# Beauty



## rescuecatsrule (Nov 29, 2007)

We had to have dear old Beauty PTS last month (3rd November) because she became ill and after a lot of messing about the vets eventually discovered a tumour in her bladder. They couldn't operate because she'd been diagnosed with kidney disease as well and it would do unknown damage to her kidneys. She'd had hyperthyroidism in the past, possibly recurring before the decision, and arthritis.  

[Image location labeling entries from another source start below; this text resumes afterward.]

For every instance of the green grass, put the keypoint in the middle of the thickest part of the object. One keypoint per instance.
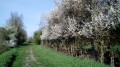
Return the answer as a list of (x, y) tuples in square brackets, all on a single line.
[(5, 57), (50, 58), (21, 55), (46, 57)]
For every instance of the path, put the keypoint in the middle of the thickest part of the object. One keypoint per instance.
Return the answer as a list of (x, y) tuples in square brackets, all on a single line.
[(30, 60)]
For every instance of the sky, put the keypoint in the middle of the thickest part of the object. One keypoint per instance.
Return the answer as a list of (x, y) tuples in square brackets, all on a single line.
[(31, 10)]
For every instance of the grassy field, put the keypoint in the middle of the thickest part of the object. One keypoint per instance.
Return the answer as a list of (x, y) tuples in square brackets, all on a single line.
[(44, 57), (50, 58)]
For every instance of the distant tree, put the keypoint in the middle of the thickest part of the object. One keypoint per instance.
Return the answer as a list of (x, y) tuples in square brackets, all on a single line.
[(15, 26)]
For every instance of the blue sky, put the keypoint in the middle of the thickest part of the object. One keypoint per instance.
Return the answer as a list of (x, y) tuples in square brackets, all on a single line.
[(31, 10)]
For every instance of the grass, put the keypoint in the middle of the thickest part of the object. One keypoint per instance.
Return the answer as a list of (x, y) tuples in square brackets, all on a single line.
[(50, 58), (46, 57), (21, 55), (5, 57)]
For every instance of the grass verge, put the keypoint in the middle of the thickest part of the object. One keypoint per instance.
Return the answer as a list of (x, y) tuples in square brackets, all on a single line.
[(50, 58), (5, 58)]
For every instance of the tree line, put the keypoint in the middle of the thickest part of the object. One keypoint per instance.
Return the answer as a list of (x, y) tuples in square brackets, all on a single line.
[(85, 28), (14, 33)]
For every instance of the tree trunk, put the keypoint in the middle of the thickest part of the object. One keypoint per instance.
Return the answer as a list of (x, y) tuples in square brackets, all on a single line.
[(112, 59), (102, 52)]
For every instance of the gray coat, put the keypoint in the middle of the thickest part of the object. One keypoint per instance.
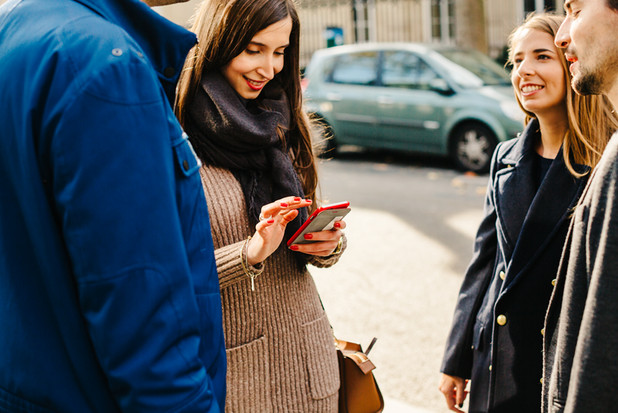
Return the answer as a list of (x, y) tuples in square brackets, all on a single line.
[(580, 354), (496, 335)]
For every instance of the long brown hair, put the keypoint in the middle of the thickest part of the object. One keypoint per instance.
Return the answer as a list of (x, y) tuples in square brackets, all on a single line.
[(224, 29), (591, 119)]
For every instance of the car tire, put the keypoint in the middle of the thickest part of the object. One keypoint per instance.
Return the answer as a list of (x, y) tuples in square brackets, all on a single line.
[(472, 146), (324, 137)]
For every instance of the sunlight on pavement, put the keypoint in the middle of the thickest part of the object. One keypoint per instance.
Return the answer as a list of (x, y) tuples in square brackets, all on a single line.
[(466, 223), (396, 283)]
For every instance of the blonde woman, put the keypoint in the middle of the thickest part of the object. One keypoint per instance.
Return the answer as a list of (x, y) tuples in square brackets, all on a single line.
[(535, 181)]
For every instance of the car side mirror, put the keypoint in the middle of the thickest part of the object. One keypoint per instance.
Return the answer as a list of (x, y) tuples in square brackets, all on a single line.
[(437, 84)]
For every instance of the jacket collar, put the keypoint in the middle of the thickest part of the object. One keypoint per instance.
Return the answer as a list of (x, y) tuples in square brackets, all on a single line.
[(164, 43), (515, 185), (524, 147)]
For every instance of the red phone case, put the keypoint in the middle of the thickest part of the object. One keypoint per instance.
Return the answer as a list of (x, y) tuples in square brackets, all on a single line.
[(320, 218)]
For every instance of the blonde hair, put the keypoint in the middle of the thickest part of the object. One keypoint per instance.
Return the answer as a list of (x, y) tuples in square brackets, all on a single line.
[(591, 118)]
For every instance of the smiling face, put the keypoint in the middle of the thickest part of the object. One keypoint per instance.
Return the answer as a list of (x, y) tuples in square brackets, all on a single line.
[(538, 74), (588, 34), (263, 58)]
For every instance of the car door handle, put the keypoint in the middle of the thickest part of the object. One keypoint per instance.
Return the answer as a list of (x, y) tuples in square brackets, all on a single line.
[(333, 97), (385, 100)]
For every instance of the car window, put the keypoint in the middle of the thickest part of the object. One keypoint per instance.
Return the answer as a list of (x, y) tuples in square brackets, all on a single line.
[(406, 70), (356, 69)]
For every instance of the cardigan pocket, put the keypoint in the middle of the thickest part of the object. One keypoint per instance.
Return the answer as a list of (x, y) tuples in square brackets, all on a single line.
[(320, 358), (248, 378), (557, 405)]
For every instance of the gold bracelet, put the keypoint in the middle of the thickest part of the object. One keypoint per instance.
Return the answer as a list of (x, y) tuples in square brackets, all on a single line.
[(339, 247), (246, 267)]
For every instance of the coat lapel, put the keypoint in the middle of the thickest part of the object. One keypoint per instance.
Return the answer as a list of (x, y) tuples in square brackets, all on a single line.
[(515, 189), (551, 206)]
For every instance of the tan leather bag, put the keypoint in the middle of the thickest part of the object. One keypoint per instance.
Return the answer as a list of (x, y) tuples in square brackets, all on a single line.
[(359, 391)]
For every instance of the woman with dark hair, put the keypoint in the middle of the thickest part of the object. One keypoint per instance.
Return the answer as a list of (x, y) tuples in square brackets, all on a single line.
[(240, 102), (535, 181)]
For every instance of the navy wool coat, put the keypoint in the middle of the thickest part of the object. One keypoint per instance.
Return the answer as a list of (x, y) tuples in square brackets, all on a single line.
[(496, 335)]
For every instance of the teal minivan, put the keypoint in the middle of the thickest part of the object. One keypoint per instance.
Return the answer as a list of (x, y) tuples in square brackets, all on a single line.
[(414, 97)]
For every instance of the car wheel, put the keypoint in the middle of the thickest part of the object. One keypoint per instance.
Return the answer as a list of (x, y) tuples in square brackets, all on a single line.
[(325, 138), (472, 146)]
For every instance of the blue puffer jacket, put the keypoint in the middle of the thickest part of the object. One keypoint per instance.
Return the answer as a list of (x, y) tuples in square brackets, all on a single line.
[(109, 296)]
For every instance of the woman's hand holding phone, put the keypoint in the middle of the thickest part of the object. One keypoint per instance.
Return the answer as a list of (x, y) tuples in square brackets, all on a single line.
[(269, 232), (324, 243), (321, 233)]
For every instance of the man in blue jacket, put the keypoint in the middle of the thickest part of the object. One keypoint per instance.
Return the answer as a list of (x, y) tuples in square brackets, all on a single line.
[(109, 297)]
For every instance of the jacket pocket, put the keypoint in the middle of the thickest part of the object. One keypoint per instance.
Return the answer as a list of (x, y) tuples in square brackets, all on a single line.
[(320, 358), (248, 378), (15, 404), (477, 336), (186, 159)]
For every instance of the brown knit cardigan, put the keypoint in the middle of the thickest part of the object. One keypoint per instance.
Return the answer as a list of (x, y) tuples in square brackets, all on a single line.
[(279, 343)]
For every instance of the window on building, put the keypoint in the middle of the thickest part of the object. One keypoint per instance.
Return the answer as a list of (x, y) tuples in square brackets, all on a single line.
[(443, 20), (539, 5)]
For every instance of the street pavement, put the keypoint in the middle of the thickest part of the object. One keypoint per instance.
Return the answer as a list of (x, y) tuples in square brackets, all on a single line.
[(397, 280)]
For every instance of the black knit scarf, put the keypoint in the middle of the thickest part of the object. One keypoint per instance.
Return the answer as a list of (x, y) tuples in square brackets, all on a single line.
[(230, 132)]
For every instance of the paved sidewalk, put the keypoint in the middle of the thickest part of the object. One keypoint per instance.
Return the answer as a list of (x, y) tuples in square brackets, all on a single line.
[(395, 406)]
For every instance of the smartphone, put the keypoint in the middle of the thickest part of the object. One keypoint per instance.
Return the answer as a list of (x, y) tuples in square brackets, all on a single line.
[(322, 219)]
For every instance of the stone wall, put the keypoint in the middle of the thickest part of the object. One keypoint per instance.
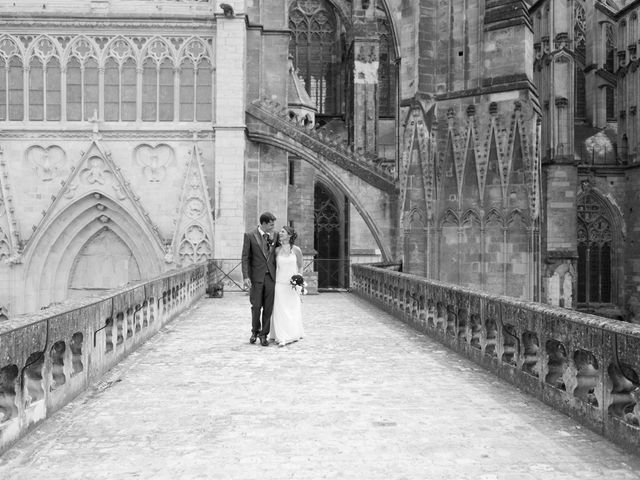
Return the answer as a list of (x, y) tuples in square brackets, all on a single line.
[(48, 358), (582, 365)]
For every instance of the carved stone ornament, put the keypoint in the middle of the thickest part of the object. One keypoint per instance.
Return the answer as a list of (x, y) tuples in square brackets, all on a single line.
[(154, 161), (49, 162)]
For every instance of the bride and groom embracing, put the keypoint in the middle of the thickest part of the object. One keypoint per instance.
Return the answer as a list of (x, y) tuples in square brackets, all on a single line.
[(271, 264)]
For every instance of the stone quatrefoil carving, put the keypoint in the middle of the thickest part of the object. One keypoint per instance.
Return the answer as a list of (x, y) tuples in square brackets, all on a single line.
[(154, 161), (49, 162)]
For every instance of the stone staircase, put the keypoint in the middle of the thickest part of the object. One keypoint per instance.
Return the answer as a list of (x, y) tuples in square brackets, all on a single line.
[(378, 172)]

RIP my beautiful precious treasure!  

I'm :x with myself still! I should have noticed something was up sooner!


----------



## seashell (Dec 5, 2003)

Poor Beauty - how old was she?
Don't be hard on yourself about it. You did everything you could for her. She must have had a very happy life with you.


seashell


----------



## Jeanie (Jun 18, 2003)

I'm so sorry you lost Beauty. However, you're not a vet, and couldn't be expected to diagnose a tumor or prevent kidney disease. Beauty is probably purring in the arms of an angel now. I wish you peace and blessings.


----------



## rescuecatsrule (Nov 29, 2007)

seashell said:


> Poor Beauty - how old was she?
> Don't be hard on yourself about it. You did everything you could for her. She must have had a very happy life with you.
> 
> 
> seashell


She was at least 14 when we got her  We got her from our local rescue centre and spoilt her as much as we could


----------



## rescuecatsrule (Nov 29, 2007)

Jeanie said:


> I'm so sorry you lost Beauty. However, you're not a vet, and couldn't be expected to diagnose a tumor or prevent kidney disease. Beauty is probably purring in the arms of an angel now. I wish you peace and blessings.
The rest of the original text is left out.